Lo schema che hanno in mente Meloni e Le Pen - che, dicono i rispettivi staff, continuano ad avere rapporti molto formali e non hanno contatti diretti - è quello di un'eurodestra divisa in tre, con gli impresentabili di Alternative für Deutschland e partiti satelliti ai cripto-nazisti tedeschi isolati in un gruppo a parte. Di qui la decisione di Le Pen (e Salvini) di espellere Afd da Identità e democrazia.
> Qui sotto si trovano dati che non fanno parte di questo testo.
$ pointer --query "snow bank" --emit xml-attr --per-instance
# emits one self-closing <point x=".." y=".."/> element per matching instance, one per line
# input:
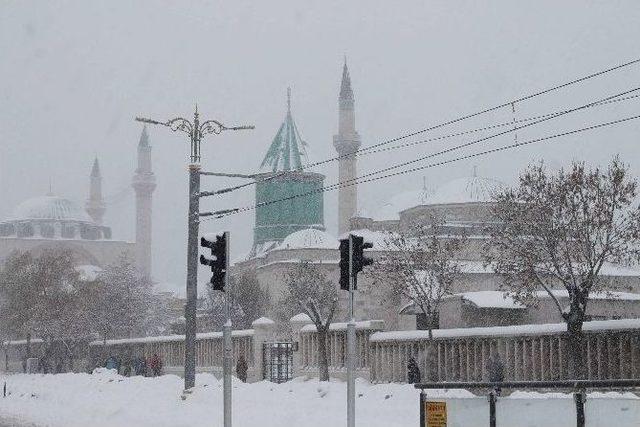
<point x="547" y="328"/>
<point x="105" y="399"/>
<point x="342" y="326"/>
<point x="174" y="338"/>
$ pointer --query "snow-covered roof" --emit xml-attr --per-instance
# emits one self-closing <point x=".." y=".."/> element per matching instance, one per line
<point x="517" y="330"/>
<point x="342" y="326"/>
<point x="300" y="318"/>
<point x="262" y="321"/>
<point x="50" y="207"/>
<point x="471" y="189"/>
<point x="379" y="239"/>
<point x="287" y="149"/>
<point x="400" y="202"/>
<point x="309" y="238"/>
<point x="173" y="338"/>
<point x="491" y="299"/>
<point x="88" y="273"/>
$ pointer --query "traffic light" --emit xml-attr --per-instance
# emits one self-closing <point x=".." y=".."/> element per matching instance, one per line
<point x="218" y="260"/>
<point x="358" y="245"/>
<point x="359" y="260"/>
<point x="344" y="264"/>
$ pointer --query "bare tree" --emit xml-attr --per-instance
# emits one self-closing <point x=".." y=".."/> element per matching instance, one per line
<point x="120" y="301"/>
<point x="558" y="230"/>
<point x="420" y="266"/>
<point x="308" y="290"/>
<point x="248" y="302"/>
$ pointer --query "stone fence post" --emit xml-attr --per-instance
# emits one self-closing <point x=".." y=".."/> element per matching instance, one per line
<point x="297" y="322"/>
<point x="263" y="331"/>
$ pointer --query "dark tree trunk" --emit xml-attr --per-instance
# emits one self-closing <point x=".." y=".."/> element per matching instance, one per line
<point x="323" y="360"/>
<point x="575" y="319"/>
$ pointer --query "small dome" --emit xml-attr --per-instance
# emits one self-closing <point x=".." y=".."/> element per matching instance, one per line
<point x="400" y="202"/>
<point x="50" y="207"/>
<point x="309" y="238"/>
<point x="466" y="190"/>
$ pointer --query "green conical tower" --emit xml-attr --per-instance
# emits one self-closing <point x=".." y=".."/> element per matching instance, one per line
<point x="281" y="176"/>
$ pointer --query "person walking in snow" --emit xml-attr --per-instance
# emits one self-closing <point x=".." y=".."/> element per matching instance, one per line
<point x="495" y="368"/>
<point x="413" y="371"/>
<point x="155" y="364"/>
<point x="241" y="369"/>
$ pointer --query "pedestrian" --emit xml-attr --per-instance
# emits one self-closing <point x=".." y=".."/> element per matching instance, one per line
<point x="241" y="369"/>
<point x="140" y="366"/>
<point x="111" y="363"/>
<point x="155" y="364"/>
<point x="413" y="371"/>
<point x="495" y="368"/>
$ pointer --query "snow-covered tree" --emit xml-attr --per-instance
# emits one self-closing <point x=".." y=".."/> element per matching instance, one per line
<point x="47" y="303"/>
<point x="420" y="266"/>
<point x="120" y="301"/>
<point x="308" y="290"/>
<point x="559" y="230"/>
<point x="248" y="302"/>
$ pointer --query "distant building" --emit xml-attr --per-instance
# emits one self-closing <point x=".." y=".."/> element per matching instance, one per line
<point x="48" y="222"/>
<point x="282" y="178"/>
<point x="463" y="205"/>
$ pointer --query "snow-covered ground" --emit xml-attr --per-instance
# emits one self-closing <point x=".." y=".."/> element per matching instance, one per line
<point x="106" y="399"/>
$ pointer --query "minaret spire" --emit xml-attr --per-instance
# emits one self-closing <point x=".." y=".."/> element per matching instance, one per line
<point x="95" y="205"/>
<point x="144" y="182"/>
<point x="346" y="142"/>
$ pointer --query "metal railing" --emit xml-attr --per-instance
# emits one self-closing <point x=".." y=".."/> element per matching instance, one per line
<point x="578" y="387"/>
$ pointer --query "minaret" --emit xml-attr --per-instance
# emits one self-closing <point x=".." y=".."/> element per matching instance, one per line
<point x="144" y="182"/>
<point x="94" y="206"/>
<point x="347" y="141"/>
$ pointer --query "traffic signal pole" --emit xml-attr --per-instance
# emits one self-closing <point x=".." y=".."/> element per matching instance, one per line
<point x="351" y="346"/>
<point x="226" y="338"/>
<point x="196" y="130"/>
<point x="192" y="277"/>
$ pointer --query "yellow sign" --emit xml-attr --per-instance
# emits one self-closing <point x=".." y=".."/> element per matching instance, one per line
<point x="436" y="414"/>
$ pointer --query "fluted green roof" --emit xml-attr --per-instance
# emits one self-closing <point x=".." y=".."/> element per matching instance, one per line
<point x="287" y="148"/>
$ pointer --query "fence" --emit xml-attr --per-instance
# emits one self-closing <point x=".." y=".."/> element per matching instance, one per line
<point x="528" y="352"/>
<point x="170" y="349"/>
<point x="209" y="350"/>
<point x="308" y="357"/>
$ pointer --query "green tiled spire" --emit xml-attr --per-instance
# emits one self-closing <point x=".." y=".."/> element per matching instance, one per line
<point x="287" y="148"/>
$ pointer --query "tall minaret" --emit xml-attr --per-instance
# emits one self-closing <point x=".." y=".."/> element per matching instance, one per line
<point x="144" y="182"/>
<point x="95" y="206"/>
<point x="347" y="141"/>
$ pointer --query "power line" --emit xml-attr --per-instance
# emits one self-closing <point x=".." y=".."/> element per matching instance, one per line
<point x="450" y="122"/>
<point x="445" y="151"/>
<point x="227" y="212"/>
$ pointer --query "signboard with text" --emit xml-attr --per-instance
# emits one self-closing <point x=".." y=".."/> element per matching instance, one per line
<point x="435" y="414"/>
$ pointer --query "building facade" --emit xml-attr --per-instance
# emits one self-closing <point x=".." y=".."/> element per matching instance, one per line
<point x="51" y="222"/>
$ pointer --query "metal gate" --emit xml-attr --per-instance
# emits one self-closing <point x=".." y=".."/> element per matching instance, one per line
<point x="277" y="361"/>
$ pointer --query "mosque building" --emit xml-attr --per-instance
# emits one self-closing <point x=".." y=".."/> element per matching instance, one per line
<point x="289" y="232"/>
<point x="54" y="222"/>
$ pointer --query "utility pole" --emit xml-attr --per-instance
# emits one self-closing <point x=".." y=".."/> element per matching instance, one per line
<point x="195" y="130"/>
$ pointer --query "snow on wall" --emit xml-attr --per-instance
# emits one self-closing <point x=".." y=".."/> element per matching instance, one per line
<point x="172" y="338"/>
<point x="550" y="328"/>
<point x="342" y="326"/>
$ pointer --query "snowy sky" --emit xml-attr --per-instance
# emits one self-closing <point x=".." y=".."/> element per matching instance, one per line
<point x="74" y="74"/>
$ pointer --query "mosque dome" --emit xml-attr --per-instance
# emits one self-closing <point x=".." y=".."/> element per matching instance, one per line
<point x="400" y="202"/>
<point x="309" y="238"/>
<point x="50" y="208"/>
<point x="473" y="189"/>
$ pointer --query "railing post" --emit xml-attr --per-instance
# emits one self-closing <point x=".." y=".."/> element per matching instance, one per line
<point x="423" y="415"/>
<point x="580" y="397"/>
<point x="492" y="408"/>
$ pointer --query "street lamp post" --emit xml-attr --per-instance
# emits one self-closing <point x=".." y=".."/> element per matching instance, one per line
<point x="196" y="131"/>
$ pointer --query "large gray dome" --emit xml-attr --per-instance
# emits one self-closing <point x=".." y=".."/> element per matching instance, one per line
<point x="50" y="207"/>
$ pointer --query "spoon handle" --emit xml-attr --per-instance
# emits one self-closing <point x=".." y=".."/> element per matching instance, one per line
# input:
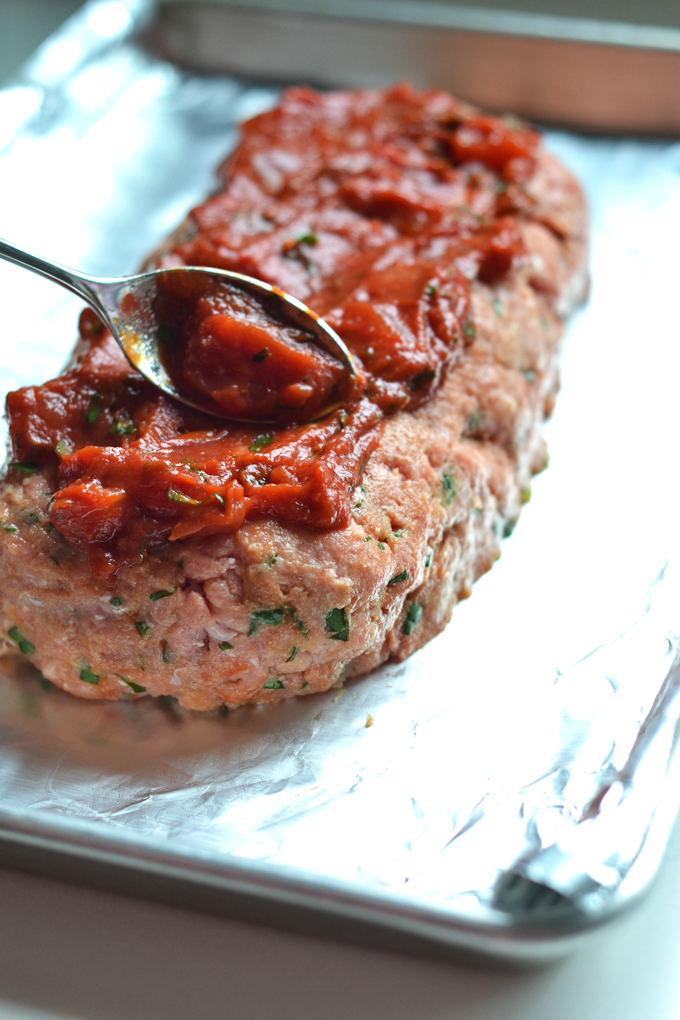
<point x="85" y="287"/>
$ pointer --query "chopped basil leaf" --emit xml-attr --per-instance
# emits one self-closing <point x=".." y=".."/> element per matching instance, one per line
<point x="122" y="426"/>
<point x="449" y="489"/>
<point x="25" y="647"/>
<point x="260" y="443"/>
<point x="337" y="624"/>
<point x="273" y="617"/>
<point x="173" y="494"/>
<point x="138" y="690"/>
<point x="88" y="676"/>
<point x="296" y="621"/>
<point x="412" y="617"/>
<point x="400" y="577"/>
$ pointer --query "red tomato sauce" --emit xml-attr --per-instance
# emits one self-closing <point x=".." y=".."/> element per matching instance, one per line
<point x="374" y="208"/>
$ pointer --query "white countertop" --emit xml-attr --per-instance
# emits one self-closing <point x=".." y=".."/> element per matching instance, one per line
<point x="68" y="953"/>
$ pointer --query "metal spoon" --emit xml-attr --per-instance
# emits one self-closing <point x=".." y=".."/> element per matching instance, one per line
<point x="126" y="307"/>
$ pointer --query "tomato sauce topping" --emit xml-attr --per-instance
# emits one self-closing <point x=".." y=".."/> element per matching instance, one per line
<point x="374" y="208"/>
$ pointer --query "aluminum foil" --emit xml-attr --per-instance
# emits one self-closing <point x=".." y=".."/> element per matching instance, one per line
<point x="485" y="780"/>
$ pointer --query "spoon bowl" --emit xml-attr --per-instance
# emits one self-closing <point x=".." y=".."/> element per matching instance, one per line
<point x="127" y="307"/>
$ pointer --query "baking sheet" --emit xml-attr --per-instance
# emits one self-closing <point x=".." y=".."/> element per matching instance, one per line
<point x="486" y="794"/>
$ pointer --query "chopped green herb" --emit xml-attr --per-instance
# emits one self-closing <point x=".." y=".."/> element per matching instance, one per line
<point x="400" y="577"/>
<point x="272" y="617"/>
<point x="122" y="426"/>
<point x="173" y="494"/>
<point x="412" y="617"/>
<point x="197" y="470"/>
<point x="260" y="443"/>
<point x="337" y="624"/>
<point x="422" y="378"/>
<point x="296" y="621"/>
<point x="136" y="687"/>
<point x="88" y="676"/>
<point x="25" y="647"/>
<point x="449" y="487"/>
<point x="94" y="410"/>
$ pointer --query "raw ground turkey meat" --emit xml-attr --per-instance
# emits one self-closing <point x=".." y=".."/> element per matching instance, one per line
<point x="274" y="608"/>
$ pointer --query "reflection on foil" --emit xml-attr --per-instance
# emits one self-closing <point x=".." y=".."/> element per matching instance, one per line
<point x="483" y="775"/>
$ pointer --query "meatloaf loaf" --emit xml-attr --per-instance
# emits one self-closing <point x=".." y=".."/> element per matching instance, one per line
<point x="447" y="248"/>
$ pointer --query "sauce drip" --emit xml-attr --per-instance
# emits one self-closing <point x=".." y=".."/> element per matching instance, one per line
<point x="374" y="208"/>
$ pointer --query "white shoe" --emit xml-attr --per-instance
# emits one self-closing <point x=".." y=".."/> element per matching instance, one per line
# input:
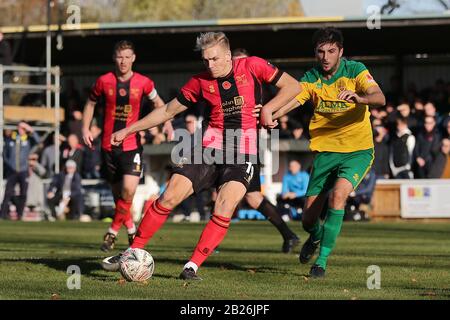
<point x="194" y="216"/>
<point x="178" y="218"/>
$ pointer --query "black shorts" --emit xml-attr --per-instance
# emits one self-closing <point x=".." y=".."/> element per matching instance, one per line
<point x="205" y="176"/>
<point x="255" y="183"/>
<point x="117" y="163"/>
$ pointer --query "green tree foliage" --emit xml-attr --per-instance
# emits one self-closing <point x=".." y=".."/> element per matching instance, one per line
<point x="33" y="12"/>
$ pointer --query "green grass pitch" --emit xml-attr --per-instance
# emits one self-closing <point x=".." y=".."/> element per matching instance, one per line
<point x="414" y="259"/>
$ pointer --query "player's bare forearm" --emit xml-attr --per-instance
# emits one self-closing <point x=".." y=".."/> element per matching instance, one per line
<point x="374" y="97"/>
<point x="286" y="109"/>
<point x="157" y="116"/>
<point x="158" y="102"/>
<point x="88" y="114"/>
<point x="288" y="89"/>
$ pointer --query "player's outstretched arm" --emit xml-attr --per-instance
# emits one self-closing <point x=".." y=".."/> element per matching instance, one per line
<point x="288" y="89"/>
<point x="291" y="105"/>
<point x="154" y="118"/>
<point x="373" y="96"/>
<point x="88" y="114"/>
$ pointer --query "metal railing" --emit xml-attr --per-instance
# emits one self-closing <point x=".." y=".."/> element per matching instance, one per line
<point x="52" y="87"/>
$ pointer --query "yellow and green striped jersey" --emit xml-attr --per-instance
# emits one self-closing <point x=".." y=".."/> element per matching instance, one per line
<point x="337" y="125"/>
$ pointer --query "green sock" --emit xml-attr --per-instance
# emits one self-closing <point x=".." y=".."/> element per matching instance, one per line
<point x="315" y="231"/>
<point x="331" y="229"/>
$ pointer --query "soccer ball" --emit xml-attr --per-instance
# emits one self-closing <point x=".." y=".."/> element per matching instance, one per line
<point x="136" y="265"/>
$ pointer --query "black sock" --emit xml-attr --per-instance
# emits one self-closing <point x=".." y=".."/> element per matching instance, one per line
<point x="271" y="213"/>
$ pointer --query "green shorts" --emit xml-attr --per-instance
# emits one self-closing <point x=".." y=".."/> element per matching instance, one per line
<point x="329" y="166"/>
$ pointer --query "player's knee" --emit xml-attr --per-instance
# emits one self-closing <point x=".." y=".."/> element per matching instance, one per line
<point x="254" y="200"/>
<point x="337" y="199"/>
<point x="307" y="221"/>
<point x="127" y="195"/>
<point x="224" y="206"/>
<point x="170" y="199"/>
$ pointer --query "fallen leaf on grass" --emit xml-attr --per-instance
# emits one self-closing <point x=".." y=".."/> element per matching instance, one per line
<point x="56" y="296"/>
<point x="429" y="294"/>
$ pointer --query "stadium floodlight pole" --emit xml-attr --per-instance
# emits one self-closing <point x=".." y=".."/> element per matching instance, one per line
<point x="49" y="54"/>
<point x="1" y="126"/>
<point x="57" y="117"/>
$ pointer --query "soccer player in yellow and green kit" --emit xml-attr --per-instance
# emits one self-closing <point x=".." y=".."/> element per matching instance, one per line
<point x="341" y="136"/>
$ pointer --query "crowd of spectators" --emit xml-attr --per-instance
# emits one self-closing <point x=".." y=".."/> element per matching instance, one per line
<point x="411" y="137"/>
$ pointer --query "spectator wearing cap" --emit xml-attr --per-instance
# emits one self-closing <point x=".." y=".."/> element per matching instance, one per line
<point x="440" y="166"/>
<point x="65" y="192"/>
<point x="17" y="147"/>
<point x="31" y="188"/>
<point x="405" y="111"/>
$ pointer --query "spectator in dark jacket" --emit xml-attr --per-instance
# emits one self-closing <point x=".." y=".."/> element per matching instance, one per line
<point x="440" y="166"/>
<point x="73" y="151"/>
<point x="17" y="147"/>
<point x="428" y="143"/>
<point x="65" y="191"/>
<point x="381" y="161"/>
<point x="5" y="59"/>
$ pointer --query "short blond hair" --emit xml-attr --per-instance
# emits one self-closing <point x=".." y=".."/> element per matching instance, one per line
<point x="210" y="39"/>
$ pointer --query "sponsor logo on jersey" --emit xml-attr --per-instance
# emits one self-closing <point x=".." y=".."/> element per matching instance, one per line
<point x="332" y="106"/>
<point x="370" y="78"/>
<point x="239" y="100"/>
<point x="122" y="92"/>
<point x="226" y="85"/>
<point x="242" y="79"/>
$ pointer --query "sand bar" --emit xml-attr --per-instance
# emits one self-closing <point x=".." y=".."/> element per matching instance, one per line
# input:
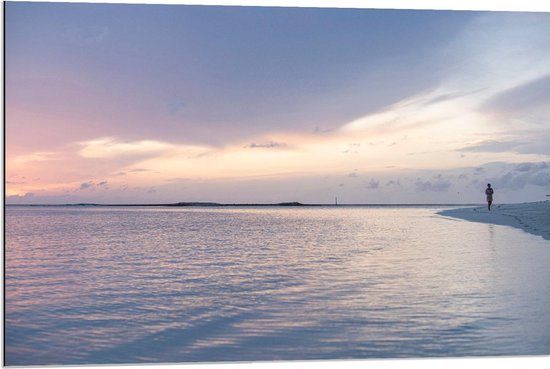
<point x="532" y="217"/>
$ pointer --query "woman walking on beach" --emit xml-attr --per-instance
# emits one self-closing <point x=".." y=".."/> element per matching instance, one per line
<point x="489" y="192"/>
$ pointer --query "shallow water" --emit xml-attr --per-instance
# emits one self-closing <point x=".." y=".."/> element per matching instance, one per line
<point x="135" y="285"/>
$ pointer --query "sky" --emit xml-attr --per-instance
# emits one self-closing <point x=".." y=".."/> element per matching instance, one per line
<point x="109" y="103"/>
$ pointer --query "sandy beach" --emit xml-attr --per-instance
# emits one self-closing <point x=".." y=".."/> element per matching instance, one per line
<point x="532" y="217"/>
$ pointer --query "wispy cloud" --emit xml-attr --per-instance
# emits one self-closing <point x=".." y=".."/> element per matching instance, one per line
<point x="267" y="145"/>
<point x="493" y="146"/>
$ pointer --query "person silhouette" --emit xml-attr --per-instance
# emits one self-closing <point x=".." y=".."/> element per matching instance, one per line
<point x="489" y="192"/>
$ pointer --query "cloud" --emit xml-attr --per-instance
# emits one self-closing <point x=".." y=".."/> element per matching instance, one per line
<point x="494" y="146"/>
<point x="373" y="184"/>
<point x="268" y="145"/>
<point x="528" y="167"/>
<point x="436" y="186"/>
<point x="524" y="97"/>
<point x="86" y="185"/>
<point x="109" y="147"/>
<point x="18" y="199"/>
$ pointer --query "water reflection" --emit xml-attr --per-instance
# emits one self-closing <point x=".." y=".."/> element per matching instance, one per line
<point x="171" y="285"/>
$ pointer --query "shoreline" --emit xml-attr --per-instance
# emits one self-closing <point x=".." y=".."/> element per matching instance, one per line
<point x="531" y="217"/>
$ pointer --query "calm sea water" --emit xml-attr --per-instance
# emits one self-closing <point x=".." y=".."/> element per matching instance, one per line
<point x="135" y="285"/>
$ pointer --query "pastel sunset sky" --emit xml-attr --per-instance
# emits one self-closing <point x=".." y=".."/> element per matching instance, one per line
<point x="114" y="103"/>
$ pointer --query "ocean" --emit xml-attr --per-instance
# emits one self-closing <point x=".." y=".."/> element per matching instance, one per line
<point x="109" y="285"/>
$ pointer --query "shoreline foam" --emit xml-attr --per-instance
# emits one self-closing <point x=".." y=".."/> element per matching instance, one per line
<point x="532" y="217"/>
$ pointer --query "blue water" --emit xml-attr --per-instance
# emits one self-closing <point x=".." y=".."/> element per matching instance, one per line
<point x="95" y="285"/>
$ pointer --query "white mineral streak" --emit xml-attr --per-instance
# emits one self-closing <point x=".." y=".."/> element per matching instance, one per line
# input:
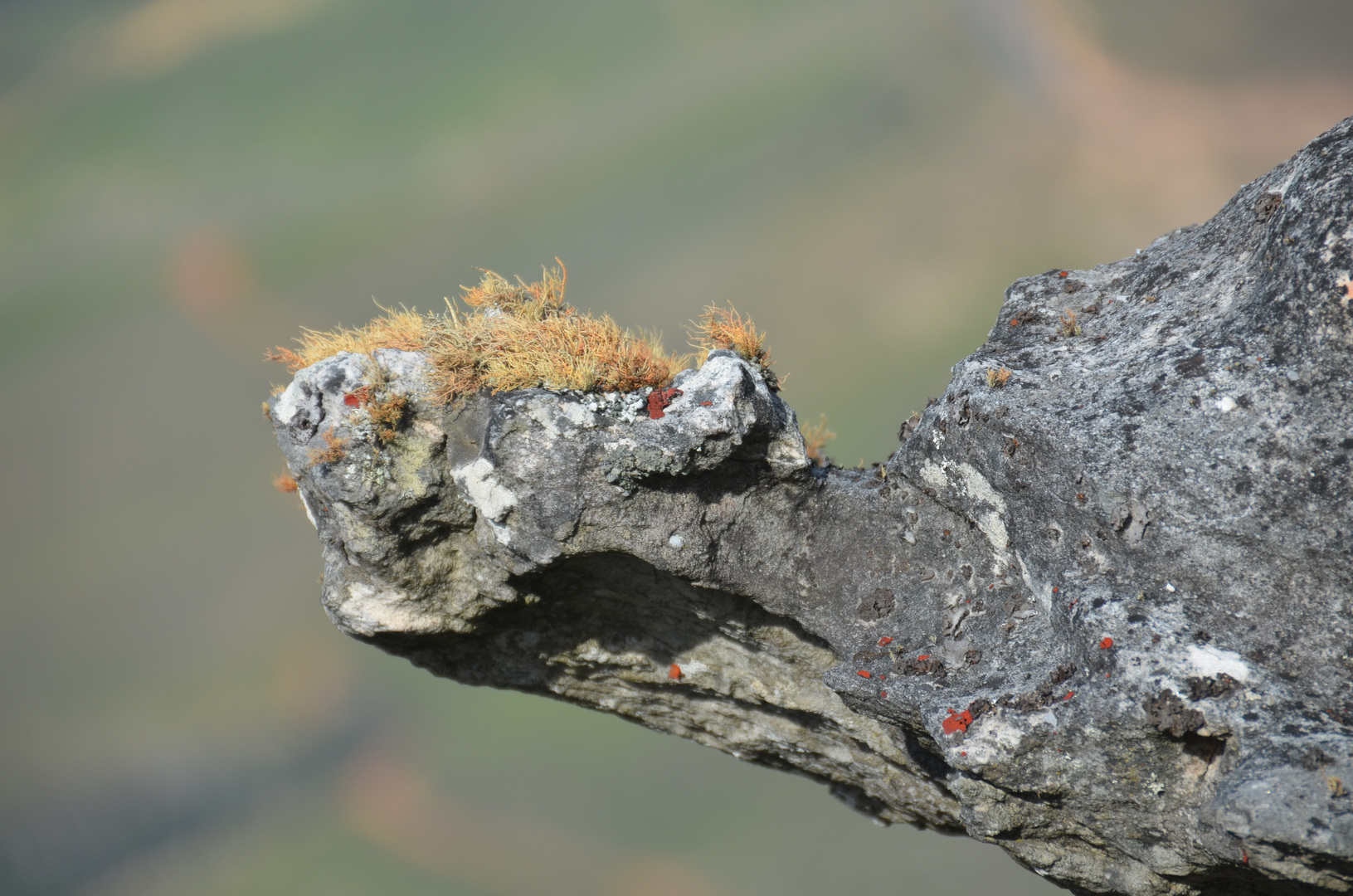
<point x="370" y="611"/>
<point x="990" y="523"/>
<point x="482" y="489"/>
<point x="1209" y="660"/>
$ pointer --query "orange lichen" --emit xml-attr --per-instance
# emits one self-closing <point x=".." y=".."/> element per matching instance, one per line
<point x="333" y="451"/>
<point x="956" y="722"/>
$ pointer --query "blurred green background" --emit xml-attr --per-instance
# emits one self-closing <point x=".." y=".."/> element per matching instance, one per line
<point x="184" y="183"/>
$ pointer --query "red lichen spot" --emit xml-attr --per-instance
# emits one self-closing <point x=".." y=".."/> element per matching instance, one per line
<point x="956" y="722"/>
<point x="658" y="400"/>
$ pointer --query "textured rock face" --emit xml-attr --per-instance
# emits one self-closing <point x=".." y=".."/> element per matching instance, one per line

Una mossa che fa sostanzialmente cadere il cordone sanitario intorno a Id e che toglie a Le Pen la zavorra dell'alleanza con Afd in vista della sua corsa all'Eliseo nel 2027. Impossibile attrarre voti centristi e vince le presidenziali francesi sedendo a Strasburgo nello stesso gruppo di quelli che John Belushi definirebbe a ragione «i nazisti dell'Illinois».
Meloni, per ragioni diverse, immagina esattamente lo stesso schema. L'ultra destra in un gruppo (con Afd potrebbero andare gli austriaci del Fpö, gli estoni di Ekre e i danesi di Df), i sovranisti di Identità e democrazia «ripuliti» dagli impresentabili e - come destra di governo - i conservatori di Ecr (di cui la premier italiana è presidente). E in Id potrebbe finire pure il Fidesz del premier ungherese Viktor Orbán, che è vero preferirebbe convergere in Ecr ma pare stia incontrando diverse resistenze. Lo statuto dei Conservatori prevede infatti che ogni nuovo ingresso sia approvato da almeno i due terzi del board Ecr (dove la rappresentanza è sostanzialmente per delegazioni e sganciata dal peso numerico dei singoli partiti), ragione per cui non pare più così scontata anche l'adesione dei rumeni di Aur (che, a differenza di Fidesz, hanno presentato da mesi richiesta di ingresso).
In questo scenario, Ecr potrebbe diventare il primo interlocutore del Ppe.
Non tanto nel voto one shot sul futuro presidente della Commissione Ue, quanto in quelli - sempre a maggioranze variabili - dell'Eurocamera durante tutta la prossima legislatura. E sarebbe anche la cinghia di trasmissione con Id nelle occasioni in cui il Ppe sarà alla ricerca di voti per approvare provvedimenti osteggiati dai socialisti di S&D.